You are not moving much, therefore you need need eat lower calorie lunches and snacks. Bringing your lunch from home is one of the best ways to control your calorie intake. Remember to focus on fruits and veggies for your meals and snacks.
Take regular breaks and stretch. Every hour, get up from your desk and go for a quick walk anywhere (furthest restroom, copy machine, water cooler, colleague’s desk). Just move. You can set alarms to help remind you to get up and walk.
Take the stairs instead of the elevator to reach your office. This is a simple but effective exercise. At the base of the stairs, put your toes at the edge of the base step and lower your heels to the ground and then stretch up on the the balls of your feet. Do this five times to give the calves a thorough workout.
Hydrate. Get yourself a water bottle and keep it on your desk. Make yourself drink at least one full bottle before lunch, and one full one before you go home at the end of the day. Drinking water will keep you fuller and less tempted to snack on empty calories.
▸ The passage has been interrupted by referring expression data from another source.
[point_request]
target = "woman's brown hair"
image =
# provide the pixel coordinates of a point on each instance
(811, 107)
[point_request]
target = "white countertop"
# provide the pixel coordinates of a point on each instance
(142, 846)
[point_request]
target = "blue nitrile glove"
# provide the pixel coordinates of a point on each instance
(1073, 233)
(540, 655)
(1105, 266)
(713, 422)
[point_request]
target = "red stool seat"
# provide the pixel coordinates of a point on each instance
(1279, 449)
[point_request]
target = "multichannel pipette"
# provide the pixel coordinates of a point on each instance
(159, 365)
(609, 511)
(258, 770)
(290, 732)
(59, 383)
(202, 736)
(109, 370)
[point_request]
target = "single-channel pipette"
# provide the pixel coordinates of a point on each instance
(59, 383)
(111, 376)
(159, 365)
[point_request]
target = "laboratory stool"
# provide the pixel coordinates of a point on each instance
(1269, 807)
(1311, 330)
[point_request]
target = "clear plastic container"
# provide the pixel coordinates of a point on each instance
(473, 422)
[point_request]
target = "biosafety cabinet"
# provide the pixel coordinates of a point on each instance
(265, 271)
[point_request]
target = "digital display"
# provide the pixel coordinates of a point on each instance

Experts say that with every hour of inactivity, levels of blood sugar and the stress hormone cortisol rise. This triggers cravings that lead to overeating. Plus, the liver slows down and doesn’t do its job of burning fat for energy. The body thinks it’s in an emergency state because of high blood sugar and high cortisol — and it’s thinking something major here, like famine — causes the liver to signal the body that more calories should become fat; and that this fat should be stored mostly around the belly as an easy energy resource when the perceived emergency comes.
So stay fit and healthy despite all the hours spent sitting by just moving every chance you get.